Mogą istnieć inne powody Marvela „Co jeśli…?” został anulowany
Chociaż Marvel zawsze ma na uwadze nadrzędną historię MCU, na przedłużenie lub odwołanie dowolnego serialu wpływa wiele czynników. Jeśli „Co jeśli…?” Gdyby zyskał krytyczną uwagę lub stanowił ogromny zastrzyk gotówki dla Disney+, jestem pewien, że studio znalazłoby narracyjny powód, aby kontynuować tę produkcję. Jednak nawet firma tak wielka jak Disney ma ograniczone zasoby, a w szczególności animowane skrzydło Marvela zaczęło ostatnio zmierzać w różnych kierunkach.

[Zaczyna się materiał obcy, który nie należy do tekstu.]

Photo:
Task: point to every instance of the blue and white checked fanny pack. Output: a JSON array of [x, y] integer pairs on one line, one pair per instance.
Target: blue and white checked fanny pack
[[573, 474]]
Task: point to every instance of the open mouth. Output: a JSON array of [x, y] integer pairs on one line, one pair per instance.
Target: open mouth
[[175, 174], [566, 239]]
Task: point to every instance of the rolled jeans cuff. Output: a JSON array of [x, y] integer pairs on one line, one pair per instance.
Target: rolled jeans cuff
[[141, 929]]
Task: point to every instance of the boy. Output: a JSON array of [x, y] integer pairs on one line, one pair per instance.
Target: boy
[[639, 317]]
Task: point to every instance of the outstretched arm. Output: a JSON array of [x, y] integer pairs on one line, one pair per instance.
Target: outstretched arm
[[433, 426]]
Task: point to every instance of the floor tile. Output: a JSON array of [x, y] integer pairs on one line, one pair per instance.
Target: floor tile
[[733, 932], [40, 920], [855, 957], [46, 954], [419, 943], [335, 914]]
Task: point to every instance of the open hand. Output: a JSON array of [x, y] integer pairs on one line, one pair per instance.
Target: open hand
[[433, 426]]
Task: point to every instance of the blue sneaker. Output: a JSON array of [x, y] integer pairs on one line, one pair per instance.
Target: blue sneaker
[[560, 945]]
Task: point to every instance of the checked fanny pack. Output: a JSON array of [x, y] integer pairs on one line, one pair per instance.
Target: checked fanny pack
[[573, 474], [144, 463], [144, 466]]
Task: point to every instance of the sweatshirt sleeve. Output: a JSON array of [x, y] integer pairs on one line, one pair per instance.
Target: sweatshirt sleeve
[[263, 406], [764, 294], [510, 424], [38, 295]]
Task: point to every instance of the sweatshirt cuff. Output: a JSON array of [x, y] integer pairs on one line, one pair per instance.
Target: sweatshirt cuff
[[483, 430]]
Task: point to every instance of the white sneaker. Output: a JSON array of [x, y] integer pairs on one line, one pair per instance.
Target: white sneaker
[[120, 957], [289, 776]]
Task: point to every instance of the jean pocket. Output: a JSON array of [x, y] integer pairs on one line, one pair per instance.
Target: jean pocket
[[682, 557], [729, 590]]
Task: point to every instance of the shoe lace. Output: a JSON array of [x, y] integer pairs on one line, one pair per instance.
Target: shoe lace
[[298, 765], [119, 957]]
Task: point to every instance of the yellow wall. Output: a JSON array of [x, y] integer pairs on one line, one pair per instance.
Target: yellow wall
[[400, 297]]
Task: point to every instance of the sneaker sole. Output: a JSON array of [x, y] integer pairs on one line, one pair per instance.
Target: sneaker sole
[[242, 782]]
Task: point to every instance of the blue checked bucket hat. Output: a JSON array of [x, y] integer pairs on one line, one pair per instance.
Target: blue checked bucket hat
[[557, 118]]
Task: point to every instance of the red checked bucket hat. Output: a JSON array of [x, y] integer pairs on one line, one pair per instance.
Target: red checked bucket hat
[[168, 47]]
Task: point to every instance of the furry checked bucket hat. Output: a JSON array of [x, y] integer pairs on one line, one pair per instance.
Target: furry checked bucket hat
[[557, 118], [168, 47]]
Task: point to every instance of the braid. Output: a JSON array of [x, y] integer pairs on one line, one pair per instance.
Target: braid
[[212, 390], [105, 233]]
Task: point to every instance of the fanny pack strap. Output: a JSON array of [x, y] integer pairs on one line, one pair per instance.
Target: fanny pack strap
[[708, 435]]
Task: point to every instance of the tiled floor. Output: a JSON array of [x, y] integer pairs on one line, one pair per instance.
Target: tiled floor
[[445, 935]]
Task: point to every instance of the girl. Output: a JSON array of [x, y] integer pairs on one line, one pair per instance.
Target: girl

Ogromny sukces „X-Men ’97” prawdopodobnie zmusił część osób w Marvel Studios do ponownego przemyślenia przyszłych projektów telewizyjnych. Serial nie ma powiązań z MCU, a dla fanów, którzy nie byli w stanie nadążyć za wszystkimi serialami, które ukazały się w ostatnich latach, był to swego rodzaju atut. W tym samym wywiadzie dla The Hollywood Reporter Winderbaum opisał inny nadchodzący projekt animowany „Your Friendly Neighborhood Spider-Man” jako „po prostu zabawną przejażdżkę”, podkreślając jego stosunkowo niezależny status, który „był taki sam jak „Główny”. ,
„Eyes of Wakanda”, kolejny nadchodzący serial animowany, prawdopodobnie będzie bardziej bezpośrednio powiązany z większym MCU, ale jego podejście, które Winderbaum określił jako „opowieść o podboju i tożsamości narodowej”, sprawia, że mniej tematycznie sprawia, że jest nieco inny. pisemny. Z natury: „A co jeśli…?” Jest to mniej skupiony program, przez co potencjalnie mniej pasuje do nadchodzącej animowanej serii Marvela.
Po raz kolejny Marvelowski „Co jeśli…?” Trzeci i ostatni sezon serialu. Premiera na Disney+ odbędzie się 22 grudnia 2024 r.